Nous présentons d’abord (1) le
sens du terme « doulos »
(serviteur, esclave), puis (2) le thème de l’ami (philos) et le verbe « aimer d’amitié » (phileô) dans l’Évangile.
Pour comprendre le sens du terme « doulos » en Jn
15,15.20 nous l’observons (1) en Is 41,8-9, (2) dans les textes pauliniens, et
(3) dans l’Évangile de Jean.
(1) Le texte d’Is 41,8-9 nous aide à comprendre le thème du
« serviteur » : « 8 Et toi, Israël, mon serviteur (pais mou, LXX), Jacob, que j’ai choisi,
race d’Abraham, mon ami (hon ègapèsa,
LXX), 9 toi que j’ai saisi aux extrémités de la terre, que j’ai appelé des
contrées lointaines, je t’ai dit : “Tu es mon serviteur (pais mou, LXX), je t’ai choisi (exelexamèn, LXX), je ne t’ai pas
rejeté”. » Dans le texte de la Septante (LXX), il s’agit du terme « pais » qui signifie enfant, petit enfant, serviteur, esclave. En tout cas, « serviteur
de Dieu » est un titre prestigieux. En Is 41,8-9, les trois thèmes qui vont
ensemble (être serviteur de Dieu, être choisi par lui et être son ami) se retrouvent
en Jn 15,15.16.20.
(2) Dans les lettres de Paul, le
terme « doulos » peut avoir
l’un des trois sens : (a) d’abord, « doulos » est un titre louable. Paul se présente en Rm 1,1 : « Paul,
serviteur (doulos) du Christ Jésus, apôtre par vocation,
mis à part pour annoncer l’Évangile de Dieu. » Serviteur du Christ Jésus est un titre honorable qui assure le statut et
la mission de Paul. (b) Ensuite « doulos » a un sens
neutre désignant un esclave, un serviteur dans la société.
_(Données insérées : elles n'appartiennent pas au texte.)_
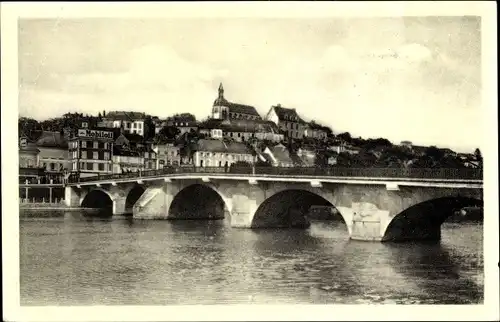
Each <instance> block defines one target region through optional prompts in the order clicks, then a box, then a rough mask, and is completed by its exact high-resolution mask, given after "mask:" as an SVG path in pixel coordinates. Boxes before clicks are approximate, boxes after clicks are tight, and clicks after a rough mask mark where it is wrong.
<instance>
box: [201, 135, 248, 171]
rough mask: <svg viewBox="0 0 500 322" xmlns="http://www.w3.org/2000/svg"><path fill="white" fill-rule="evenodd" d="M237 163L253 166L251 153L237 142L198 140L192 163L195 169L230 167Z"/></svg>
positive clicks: (202, 139)
mask: <svg viewBox="0 0 500 322" xmlns="http://www.w3.org/2000/svg"><path fill="white" fill-rule="evenodd" d="M238 161H244V162H248V163H251V164H253V163H254V161H255V157H254V155H253V151H252V150H251V149H250V148H248V147H247V146H246V145H245V144H243V143H239V142H224V141H222V140H210V139H201V140H198V143H197V147H196V151H195V152H194V154H193V163H194V165H195V166H197V167H230V166H231V165H232V164H234V163H235V162H238Z"/></svg>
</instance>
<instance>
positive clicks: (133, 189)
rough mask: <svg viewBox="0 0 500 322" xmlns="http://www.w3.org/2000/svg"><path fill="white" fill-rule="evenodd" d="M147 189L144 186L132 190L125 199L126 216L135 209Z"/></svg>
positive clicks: (130, 191)
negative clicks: (138, 202)
mask: <svg viewBox="0 0 500 322" xmlns="http://www.w3.org/2000/svg"><path fill="white" fill-rule="evenodd" d="M144 191H145V189H144V188H143V187H142V186H139V185H137V186H135V187H134V188H132V190H130V192H129V193H128V195H127V199H125V213H126V214H131V213H132V211H133V208H134V205H135V203H136V202H137V200H139V198H140V197H141V196H142V194H143V193H144Z"/></svg>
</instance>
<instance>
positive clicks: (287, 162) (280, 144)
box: [259, 143, 295, 167]
mask: <svg viewBox="0 0 500 322" xmlns="http://www.w3.org/2000/svg"><path fill="white" fill-rule="evenodd" d="M259 158H260V160H261V161H262V162H269V161H270V163H271V164H272V165H273V166H274V167H293V166H294V164H295V162H294V160H293V156H292V155H291V154H290V152H289V151H288V149H287V148H286V146H284V145H283V144H281V143H280V144H277V145H275V146H267V147H266V148H265V149H264V151H263V152H262V153H260V154H259Z"/></svg>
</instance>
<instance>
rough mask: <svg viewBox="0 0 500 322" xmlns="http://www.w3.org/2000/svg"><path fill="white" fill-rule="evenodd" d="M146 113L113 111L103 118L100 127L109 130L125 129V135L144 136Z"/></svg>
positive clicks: (102, 118)
mask: <svg viewBox="0 0 500 322" xmlns="http://www.w3.org/2000/svg"><path fill="white" fill-rule="evenodd" d="M145 120H146V114H145V113H139V112H125V111H113V112H109V113H107V114H106V116H104V117H103V118H102V121H101V123H100V124H99V126H101V127H108V128H123V130H124V132H125V133H131V134H138V135H140V136H144V133H145V128H144V121H145Z"/></svg>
En gardant la foi en Jésus Christ, un « doulos » peut rester dans son statut d’esclave mais il est libre devant le
Seigneur et les frères. Paul écrit en 1Co 7,21 : « Étais-tu esclave (doulos),
lors de ton appel ? Ne t’en soucie pas. Et même si tu peux devenir libre,
mets plutôt à profit ta condition d’esclave. » Appliquer à la vie
spirituelle, Paul parle de « l’esclave à l’impureté » et de « l’esclave
à la justice » en Rm 6,19 : « J’emploie une comparaison humaine
en raison de votre faiblesse naturelle. – Car si vous avez jadis offert vos
membres comme esclaves (doula) à
l’impureté et au désordre de manière à vous désordonner, offrez-les de même
aujourd’hui à la justice, pour vous sanctifier. » La phrase
« offrez-les de même aujourd’hui à la justice » (BiJér, 2000) littéralement : « Maintenant, mettez vos
membres comme esclaves (doula) à la
justice. » (c) Enfin, le croyant n’est plus « doulos » mais fils. Paul écrit en Ga 4,7 : « Aussi
n’es-tu plus esclave (doulos), mais
fils ; fils, et donc héritier de par Dieu. » Ainsi, le terme « doulos » dans les lettres de Paul peut
avoir un sens positif (Rm 1,1), neutre (1Co 7,21 ; Rm 6,19) ou négatif (Ga
4,7).
(3) Dans l’Évangile de Jean, le terme « doulos » apparaît en onze occurrences (4,51 ; 8,34.35 ; 13,16 ; 15,15a.15b ; 15,20 ;
18,10a.10b ; 18,18.26) avec trois sens. (a) Dans le
premier, le serviteur est en lien avec son maître dans une famille ou une
institution (cinq occurrences) : serviteurs d’un fonctionnaire royal
(4,51), du grand prêtre (18,10a.10b ; 18,26) et de la maison du grand
prêtre (18,18). Le serviteur ici n’a pas le sens péjoratif. (b) Par contre le
deuxième sens (deux occurrences en 8,34.35) est négatif. Jésus dit aux Juifs en
8,34b : « Quiconque commet le péché est
esclave (doulos). » L’opposition se joue entre « être libre » ou « être
esclave » (8,33). Pour être
libre, il faut « devenir les vrais disciples de Jésus » (8,31). (c) Le troisième sens de « doulos » décrit
la relation entre Jésus et ses disciples (quatre occurrences en 13,16 ; 15,15a.15b.20). En 13,16 et 15,20, il
s’agit d’une parole appliquée implicitement à Jésus et à ses disciples : « Le serviteur (doulos) n’est pas plus grand que son maître (kuriou). » Par contre, en 15,15a Jésus leur dit : « Je ne vous appelle plus serviteurs (doulous),
car le serviteur (doulos) ne sait pas
ce que fait son maître (kurios). »
Notons que Jésus n’a jamais appelé directement les disciples serviteurs. Nous
expliquerons le statut du serviteur dans ces versets plus tard. Comme dans les lettres de Paul, « doulos » dans l’Évangile de Jean peut avoir un sens positif (13,16 ; 15,20),
neutre (4,51 ; 18,10.18.26) ou négatif (8,34.35).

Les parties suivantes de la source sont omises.